The governing body of the Church of England, the mother-church of the communion, just finished debating whether to establish a separate ecclesiastical body with an all-male priestly hierarchy for those opposed to the appointment of women priests as bishops.
Conservative Anglican clergy have vowed to disrupt next month's civil wedding of Prince Charles and Camilla Parker Bowles because they believe neither the Prince nor his long-time lover would meet the Church of England's test for the remarriage of divorced persons.
National Anglican churches in the United States and Canada are fracturing, in Canada with more noise than substance, over the blessing of same-sex unions, with priests opposed to the blessing rejecting their diocesan bishops' authority and inviting conservative bishops from other countries to oversee them.
Five senior archbishops from Asia and Africa, where recognition of homosexuality is anathema, have made several visits to North America to gather priests under their wing; an insult almost beyond words in Anglicanism, where "Thou shalt not interfere in another bishop's jurisdiction" is treated like a commandment.
But it's happening with increasing frequency, and with weird results.
The archbishop of Melbourne recently banished from church duties a bishop of the Australian Anglican Church who went to the United States to consecrate an Anglican priest as a bishop in a schismatic Anglican sect.
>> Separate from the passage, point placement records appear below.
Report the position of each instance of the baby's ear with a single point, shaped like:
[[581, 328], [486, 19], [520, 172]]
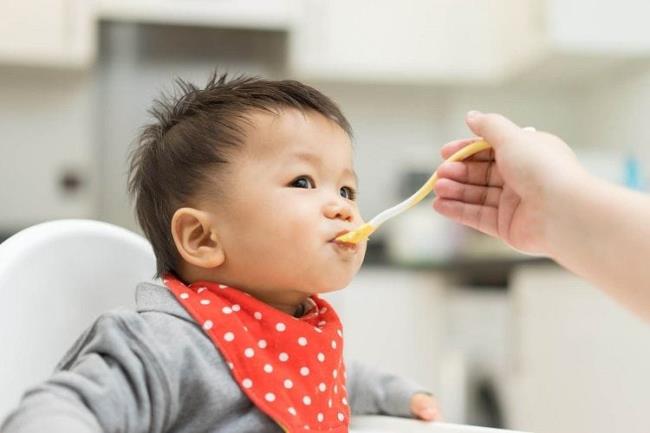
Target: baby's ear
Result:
[[196, 238]]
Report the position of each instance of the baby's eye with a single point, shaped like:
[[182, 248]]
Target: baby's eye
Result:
[[347, 192], [303, 182]]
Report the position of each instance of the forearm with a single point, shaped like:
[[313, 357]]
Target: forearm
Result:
[[373, 392], [53, 410], [602, 233]]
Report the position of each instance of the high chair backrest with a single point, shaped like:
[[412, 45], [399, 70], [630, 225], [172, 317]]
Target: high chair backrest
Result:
[[55, 279]]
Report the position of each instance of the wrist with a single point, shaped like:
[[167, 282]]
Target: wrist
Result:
[[562, 208]]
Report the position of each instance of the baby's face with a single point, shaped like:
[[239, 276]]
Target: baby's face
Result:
[[289, 192]]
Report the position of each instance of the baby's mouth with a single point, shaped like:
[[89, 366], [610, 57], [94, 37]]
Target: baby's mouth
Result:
[[343, 245]]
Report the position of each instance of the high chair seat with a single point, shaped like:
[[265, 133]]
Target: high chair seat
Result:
[[57, 277]]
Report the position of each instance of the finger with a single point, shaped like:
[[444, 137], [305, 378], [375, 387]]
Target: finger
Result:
[[452, 147], [479, 217], [472, 194], [425, 407], [428, 414], [472, 172], [495, 128]]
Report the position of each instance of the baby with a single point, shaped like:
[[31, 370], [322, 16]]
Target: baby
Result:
[[242, 188]]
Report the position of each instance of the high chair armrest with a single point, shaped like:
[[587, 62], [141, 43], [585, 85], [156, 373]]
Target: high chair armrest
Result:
[[388, 424]]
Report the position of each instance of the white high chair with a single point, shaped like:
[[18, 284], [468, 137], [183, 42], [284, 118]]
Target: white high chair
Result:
[[57, 277]]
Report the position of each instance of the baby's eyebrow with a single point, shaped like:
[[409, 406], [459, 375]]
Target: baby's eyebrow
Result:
[[318, 162]]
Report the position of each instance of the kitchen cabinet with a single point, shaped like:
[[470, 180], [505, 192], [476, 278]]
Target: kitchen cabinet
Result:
[[49, 163], [579, 360], [414, 40], [465, 41], [55, 33], [604, 27]]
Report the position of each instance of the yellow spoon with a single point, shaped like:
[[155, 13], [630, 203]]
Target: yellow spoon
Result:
[[362, 232]]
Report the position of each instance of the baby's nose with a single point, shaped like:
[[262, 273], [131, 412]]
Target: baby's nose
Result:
[[339, 210]]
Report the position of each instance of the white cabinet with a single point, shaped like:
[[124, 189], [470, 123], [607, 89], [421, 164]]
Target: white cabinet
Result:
[[47, 32], [413, 40], [599, 27], [48, 164], [465, 41], [581, 363]]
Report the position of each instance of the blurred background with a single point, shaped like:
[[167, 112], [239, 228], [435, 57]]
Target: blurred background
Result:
[[502, 339]]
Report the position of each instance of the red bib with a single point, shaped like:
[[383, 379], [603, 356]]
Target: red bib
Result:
[[290, 368]]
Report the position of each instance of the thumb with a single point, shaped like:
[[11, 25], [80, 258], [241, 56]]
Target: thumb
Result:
[[494, 128]]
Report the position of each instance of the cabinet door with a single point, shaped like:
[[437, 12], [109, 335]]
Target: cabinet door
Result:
[[47, 162], [47, 32], [580, 360], [412, 40]]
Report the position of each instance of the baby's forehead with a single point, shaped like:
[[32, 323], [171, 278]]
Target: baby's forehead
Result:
[[292, 133]]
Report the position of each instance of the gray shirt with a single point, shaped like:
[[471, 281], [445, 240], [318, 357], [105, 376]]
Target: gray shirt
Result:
[[154, 370]]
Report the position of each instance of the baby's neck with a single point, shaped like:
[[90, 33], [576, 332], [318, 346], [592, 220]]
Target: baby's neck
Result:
[[295, 303]]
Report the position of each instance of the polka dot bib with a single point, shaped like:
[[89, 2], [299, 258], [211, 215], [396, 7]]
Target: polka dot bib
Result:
[[290, 368]]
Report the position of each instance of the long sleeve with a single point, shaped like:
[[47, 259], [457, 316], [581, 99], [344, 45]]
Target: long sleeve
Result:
[[108, 382], [372, 392]]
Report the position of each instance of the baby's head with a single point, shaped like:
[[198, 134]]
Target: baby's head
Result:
[[247, 182]]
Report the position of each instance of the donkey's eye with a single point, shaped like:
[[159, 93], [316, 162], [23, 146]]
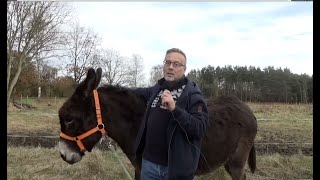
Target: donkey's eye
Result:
[[68, 122]]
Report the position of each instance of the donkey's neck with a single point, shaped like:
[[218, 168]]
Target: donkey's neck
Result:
[[122, 113]]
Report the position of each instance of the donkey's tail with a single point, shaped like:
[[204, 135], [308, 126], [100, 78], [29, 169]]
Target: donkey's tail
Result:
[[252, 159]]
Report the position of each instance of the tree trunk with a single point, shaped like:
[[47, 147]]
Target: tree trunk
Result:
[[14, 80]]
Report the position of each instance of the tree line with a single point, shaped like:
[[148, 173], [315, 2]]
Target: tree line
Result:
[[253, 84], [41, 32]]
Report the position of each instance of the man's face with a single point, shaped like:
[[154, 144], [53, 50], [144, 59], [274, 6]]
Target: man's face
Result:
[[175, 67]]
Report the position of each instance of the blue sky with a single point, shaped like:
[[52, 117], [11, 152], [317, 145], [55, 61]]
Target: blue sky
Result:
[[260, 34]]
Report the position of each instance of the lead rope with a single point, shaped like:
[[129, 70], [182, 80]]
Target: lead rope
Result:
[[117, 157]]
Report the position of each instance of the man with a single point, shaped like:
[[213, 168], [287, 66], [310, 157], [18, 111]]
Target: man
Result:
[[175, 121]]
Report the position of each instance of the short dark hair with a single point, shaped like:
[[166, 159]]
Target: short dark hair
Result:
[[177, 51]]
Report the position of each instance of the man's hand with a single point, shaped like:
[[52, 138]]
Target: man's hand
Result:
[[167, 100]]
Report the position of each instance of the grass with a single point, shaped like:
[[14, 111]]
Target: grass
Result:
[[42, 163], [290, 123]]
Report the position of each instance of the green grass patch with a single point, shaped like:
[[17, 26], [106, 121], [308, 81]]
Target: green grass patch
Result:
[[42, 163]]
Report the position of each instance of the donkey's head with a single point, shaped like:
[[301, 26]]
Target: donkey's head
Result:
[[78, 120]]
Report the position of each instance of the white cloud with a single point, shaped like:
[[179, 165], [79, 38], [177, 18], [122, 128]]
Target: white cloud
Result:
[[258, 34]]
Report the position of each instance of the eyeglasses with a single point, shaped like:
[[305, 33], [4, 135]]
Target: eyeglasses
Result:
[[175, 64]]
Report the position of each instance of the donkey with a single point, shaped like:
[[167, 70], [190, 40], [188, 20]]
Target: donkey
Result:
[[116, 111]]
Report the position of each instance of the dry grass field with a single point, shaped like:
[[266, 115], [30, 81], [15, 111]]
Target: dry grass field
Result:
[[287, 124]]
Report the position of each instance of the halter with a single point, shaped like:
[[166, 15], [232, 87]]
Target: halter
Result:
[[99, 127]]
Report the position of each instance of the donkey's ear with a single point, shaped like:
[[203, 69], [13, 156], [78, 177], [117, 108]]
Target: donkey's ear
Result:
[[98, 76], [86, 87]]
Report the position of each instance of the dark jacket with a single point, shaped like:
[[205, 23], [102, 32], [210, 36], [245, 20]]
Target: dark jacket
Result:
[[185, 129]]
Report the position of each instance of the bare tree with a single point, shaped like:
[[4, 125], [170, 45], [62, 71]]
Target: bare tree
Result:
[[81, 44], [114, 66], [136, 76], [156, 74], [33, 29]]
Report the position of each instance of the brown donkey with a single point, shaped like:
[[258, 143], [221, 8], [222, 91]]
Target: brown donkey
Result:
[[113, 110]]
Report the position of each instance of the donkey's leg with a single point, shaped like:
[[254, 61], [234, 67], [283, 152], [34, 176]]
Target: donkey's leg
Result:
[[236, 163]]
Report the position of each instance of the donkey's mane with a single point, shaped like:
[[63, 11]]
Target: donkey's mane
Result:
[[125, 97]]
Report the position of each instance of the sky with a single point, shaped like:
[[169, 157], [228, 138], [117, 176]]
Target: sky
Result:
[[260, 34]]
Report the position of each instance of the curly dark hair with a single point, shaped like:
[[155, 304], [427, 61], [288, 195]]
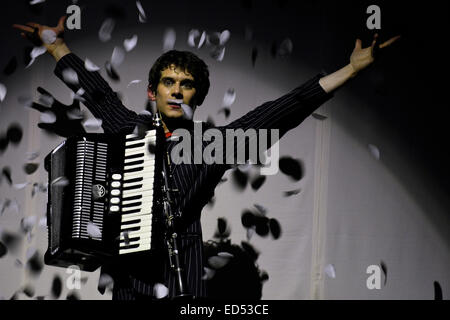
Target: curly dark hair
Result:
[[188, 62]]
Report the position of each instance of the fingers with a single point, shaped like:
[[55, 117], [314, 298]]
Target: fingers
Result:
[[23, 28], [389, 42]]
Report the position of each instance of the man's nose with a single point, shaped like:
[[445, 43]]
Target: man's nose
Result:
[[176, 91]]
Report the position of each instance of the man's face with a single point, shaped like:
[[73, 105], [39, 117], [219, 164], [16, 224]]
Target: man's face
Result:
[[174, 87]]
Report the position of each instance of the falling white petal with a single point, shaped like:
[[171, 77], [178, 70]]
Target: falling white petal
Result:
[[129, 44], [329, 270], [60, 182], [48, 117], [374, 151], [104, 34], [133, 82], [92, 124], [187, 111], [42, 222], [117, 56], [70, 76], [229, 97], [193, 34], [90, 66], [142, 15], [225, 255], [3, 91], [48, 36], [209, 273], [93, 230], [169, 39], [224, 36], [202, 39], [160, 291]]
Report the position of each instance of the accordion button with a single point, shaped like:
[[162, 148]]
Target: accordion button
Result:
[[116, 176], [115, 184]]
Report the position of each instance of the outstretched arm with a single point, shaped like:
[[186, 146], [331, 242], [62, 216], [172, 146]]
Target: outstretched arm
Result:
[[360, 59]]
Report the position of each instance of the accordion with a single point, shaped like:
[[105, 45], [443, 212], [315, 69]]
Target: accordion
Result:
[[103, 198]]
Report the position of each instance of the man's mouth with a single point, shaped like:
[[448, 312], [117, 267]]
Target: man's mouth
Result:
[[175, 104]]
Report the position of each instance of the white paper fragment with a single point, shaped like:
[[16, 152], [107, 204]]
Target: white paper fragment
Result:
[[160, 291], [48, 117], [19, 186], [224, 36], [129, 44], [209, 273], [193, 34], [105, 280], [48, 36], [60, 182], [70, 76], [329, 270], [142, 15], [202, 39], [28, 223], [90, 66], [187, 111], [104, 34], [225, 254], [218, 53], [3, 91], [42, 222], [229, 97], [133, 82], [92, 124], [374, 151], [169, 39], [93, 230], [30, 252], [217, 262], [117, 56]]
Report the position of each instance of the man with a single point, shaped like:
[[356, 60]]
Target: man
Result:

Meanwhile, an existing Australian bishop in the schismatic sect re-ordained an American Episcopalian (Anglican) priest defrocked by his bishop for disobedience.
Richard Leggatt, professor of liturgical studies at Vancouver School of Theology and an Anglican priest, said the church is reaping today the seeds sown more than 300 years by Anglican missionaries from Europe and North America who went out to the rest of the world, and to aboriginal communities in the North, and ruthlessly crushed the indigenous cultures.
Now as the liberal churches in the United States and Canada want full acceptance of homosexuality, Anglicans in the global South and the aboriginal North are saying, "Hold on for a moment, that's not what you taught us," Dr. Leggatt said. He said the Anglican Communion in addition is confronting the rise of Islam, "and it's not the tolerant Islam of the Middle Ages," in head-to-head competition in many Southern countries along with the resurgence in the United States of conservative social values, creating Anglicans with money who are building alliances with conservative African and Asian churches they see eye to eye with.
As for the mother Church of England, he said, Anglicanism's neo-puritan wing with its defined set of values is being more successful than the Anglicanism-of-all-things.
The heart of Anglicanism is its roots in a particular culture, he said, and if its leaders give in to pressure for a more centralized authority, the church will be lost.